Contropiede riuscito, si direbbe. Difficilissimo provare le pressioni, che sono ovviamente e immancabilmente sottili e ambigue—ché altrimenti il «potere» non sarebbe più il «potere» e chiunque potrebbe permettersi il lusso di sparlarne in libertà. Facile, invece, cogliere in fallo chi non ha dimestichezza con il linguaggio “polisemico,” se così si può dire, dei potenti. Qualcuno ricorda come Padre Cristoforo, nei Promessi Sposi, racconta al povero Renzo—che vuol sapere che diavolo ha risposto, il suo persecutore, al volenteroso frate—l’esito infausto del suo colloquio con don Rodrigo?

Le sue parole, io l’ho sentite, e non te le saprei ripetere. Le parole dell’iniquo che è forte, penetrano e sfuggono. Può adirarsi che tu mostri sospetto di lui, e, nello stesso tempo, farti sentire che quello di che tu sospetti è certo: può insultare e chiamarsi offeso, schernire e chieder ragione, atterrire e lagnarsi, essere sfacciato e irreprensibile. Non chieder più in là. Colui non ha proferito il nome di questa innocente, né il tuo; non ha figurato nemmen di conoscervi, non ha detto di pretender nulla; ma… ma pur troppo ho dovuto intendere ch’è irremovibile. [Cap. VII]

Povero Renzo, povera Clementina: che guaio non aver letto il capolavoro manzoniano! Circostanza invero inevitabile nel primo caso, ma non, ahimè, nel secondo. Una cosa è pressoché certa: chi ha letto (con attenzione) il romanzo può ricavare da questo e da altri brani un’interessante lezione circa il come bisogna parlare e come non bisogna parlare, quel che si può dire (e come, quando e a chi) e quel che si può solo lasciar intuire tra le pieghe del discorso!
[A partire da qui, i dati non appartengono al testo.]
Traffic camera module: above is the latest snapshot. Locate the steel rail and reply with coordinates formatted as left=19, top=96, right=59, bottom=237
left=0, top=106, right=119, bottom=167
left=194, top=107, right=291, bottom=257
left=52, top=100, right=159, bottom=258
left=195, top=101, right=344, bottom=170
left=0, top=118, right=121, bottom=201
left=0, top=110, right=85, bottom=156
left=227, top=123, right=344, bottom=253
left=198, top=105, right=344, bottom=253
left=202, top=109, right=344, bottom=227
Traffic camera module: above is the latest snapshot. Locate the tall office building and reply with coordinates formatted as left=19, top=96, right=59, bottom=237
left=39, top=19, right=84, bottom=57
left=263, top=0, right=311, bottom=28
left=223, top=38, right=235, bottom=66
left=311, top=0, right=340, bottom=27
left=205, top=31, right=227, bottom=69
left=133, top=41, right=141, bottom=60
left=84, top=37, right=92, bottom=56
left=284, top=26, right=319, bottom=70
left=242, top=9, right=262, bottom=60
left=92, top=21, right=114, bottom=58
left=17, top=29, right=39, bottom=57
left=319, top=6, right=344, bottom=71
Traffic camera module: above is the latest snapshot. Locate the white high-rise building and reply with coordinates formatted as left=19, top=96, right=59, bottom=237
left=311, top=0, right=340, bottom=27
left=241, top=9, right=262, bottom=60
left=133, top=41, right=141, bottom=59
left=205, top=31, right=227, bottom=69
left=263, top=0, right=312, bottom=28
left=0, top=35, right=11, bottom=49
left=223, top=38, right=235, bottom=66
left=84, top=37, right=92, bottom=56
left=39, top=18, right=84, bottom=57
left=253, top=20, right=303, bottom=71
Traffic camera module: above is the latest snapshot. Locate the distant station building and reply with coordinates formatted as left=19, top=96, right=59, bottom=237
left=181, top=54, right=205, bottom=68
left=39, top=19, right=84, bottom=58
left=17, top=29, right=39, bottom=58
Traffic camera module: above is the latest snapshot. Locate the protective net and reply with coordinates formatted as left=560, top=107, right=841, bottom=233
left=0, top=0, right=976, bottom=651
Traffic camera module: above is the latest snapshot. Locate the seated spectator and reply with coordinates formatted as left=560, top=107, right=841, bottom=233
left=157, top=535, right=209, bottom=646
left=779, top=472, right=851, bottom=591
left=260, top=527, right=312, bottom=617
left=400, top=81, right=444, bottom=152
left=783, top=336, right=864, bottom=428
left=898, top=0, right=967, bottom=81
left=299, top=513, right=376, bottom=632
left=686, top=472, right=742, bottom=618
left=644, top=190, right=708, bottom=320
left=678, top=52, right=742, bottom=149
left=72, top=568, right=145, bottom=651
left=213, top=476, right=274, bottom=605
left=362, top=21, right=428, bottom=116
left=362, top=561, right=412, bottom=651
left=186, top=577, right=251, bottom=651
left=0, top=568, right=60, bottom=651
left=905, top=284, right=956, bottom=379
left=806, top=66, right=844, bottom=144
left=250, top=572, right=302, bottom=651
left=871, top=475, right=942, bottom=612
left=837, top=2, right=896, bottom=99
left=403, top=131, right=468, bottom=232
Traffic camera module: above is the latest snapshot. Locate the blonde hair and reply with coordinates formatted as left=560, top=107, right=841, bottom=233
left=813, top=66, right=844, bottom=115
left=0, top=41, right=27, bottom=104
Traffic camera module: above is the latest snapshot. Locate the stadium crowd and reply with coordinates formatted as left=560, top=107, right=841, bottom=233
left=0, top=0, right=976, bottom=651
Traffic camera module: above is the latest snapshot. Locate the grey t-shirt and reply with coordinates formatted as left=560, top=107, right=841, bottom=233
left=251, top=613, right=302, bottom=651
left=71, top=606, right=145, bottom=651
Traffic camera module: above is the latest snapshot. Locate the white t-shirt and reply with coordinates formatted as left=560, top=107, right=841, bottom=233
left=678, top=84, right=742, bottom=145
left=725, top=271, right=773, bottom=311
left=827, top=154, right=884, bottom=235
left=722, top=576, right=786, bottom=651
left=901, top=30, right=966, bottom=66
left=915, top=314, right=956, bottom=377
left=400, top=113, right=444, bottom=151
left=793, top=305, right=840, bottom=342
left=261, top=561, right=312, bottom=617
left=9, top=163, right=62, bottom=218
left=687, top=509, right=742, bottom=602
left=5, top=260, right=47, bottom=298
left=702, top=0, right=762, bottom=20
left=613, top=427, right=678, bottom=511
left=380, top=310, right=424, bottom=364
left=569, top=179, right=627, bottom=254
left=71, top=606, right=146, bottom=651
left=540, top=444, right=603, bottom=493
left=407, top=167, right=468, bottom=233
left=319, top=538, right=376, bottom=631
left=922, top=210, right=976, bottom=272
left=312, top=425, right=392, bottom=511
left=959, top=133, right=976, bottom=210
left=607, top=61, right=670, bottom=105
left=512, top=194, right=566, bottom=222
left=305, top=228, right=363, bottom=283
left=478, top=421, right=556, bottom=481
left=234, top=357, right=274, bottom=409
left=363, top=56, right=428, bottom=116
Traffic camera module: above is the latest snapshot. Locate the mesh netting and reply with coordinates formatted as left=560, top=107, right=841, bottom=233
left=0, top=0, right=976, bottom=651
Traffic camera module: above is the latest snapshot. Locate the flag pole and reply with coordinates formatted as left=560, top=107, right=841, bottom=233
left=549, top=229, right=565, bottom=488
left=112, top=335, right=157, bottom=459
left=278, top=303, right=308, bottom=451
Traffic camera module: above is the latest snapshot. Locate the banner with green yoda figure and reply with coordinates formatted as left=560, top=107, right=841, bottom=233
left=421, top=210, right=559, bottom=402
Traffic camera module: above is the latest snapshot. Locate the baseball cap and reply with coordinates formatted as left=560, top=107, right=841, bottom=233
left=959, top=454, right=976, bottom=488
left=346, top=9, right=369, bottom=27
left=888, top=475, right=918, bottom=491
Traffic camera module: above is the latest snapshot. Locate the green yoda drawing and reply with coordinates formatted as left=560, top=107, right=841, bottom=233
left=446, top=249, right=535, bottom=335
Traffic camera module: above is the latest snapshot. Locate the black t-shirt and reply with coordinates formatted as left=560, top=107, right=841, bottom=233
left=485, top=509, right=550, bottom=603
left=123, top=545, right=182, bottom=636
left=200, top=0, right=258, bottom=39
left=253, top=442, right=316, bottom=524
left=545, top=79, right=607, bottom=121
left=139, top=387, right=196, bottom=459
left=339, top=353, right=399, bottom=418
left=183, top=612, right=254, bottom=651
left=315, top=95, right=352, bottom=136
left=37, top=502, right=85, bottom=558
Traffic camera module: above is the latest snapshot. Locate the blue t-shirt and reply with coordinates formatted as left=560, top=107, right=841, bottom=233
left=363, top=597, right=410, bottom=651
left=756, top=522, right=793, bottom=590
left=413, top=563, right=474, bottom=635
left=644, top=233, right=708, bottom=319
E la sostanza? Vale a dire il sospetto più che legittimo, se non doveroso, sui fatti all’origine di tutto? Chi se ne importa. O meglio, importa e come, ma, c’è da supporre, non sempre ed esattamente nel senso della giustizia e del suo corso naturale. Auguri, comunque, a Clementina Forleo, che si è procurata nemici che la sanno lunga. «Nemici», sia ben chiaro, in senso “tecnico,” poiché tutti, fino a prova contraria, sono persone dabbene, cioè uomini d’onore. Ed essi dicono che Clementina fu ambiziosa (o avventata, o che esagerò, ecc.): quel che ci vuole è rispetto, rispetto, rispetto. Auguri.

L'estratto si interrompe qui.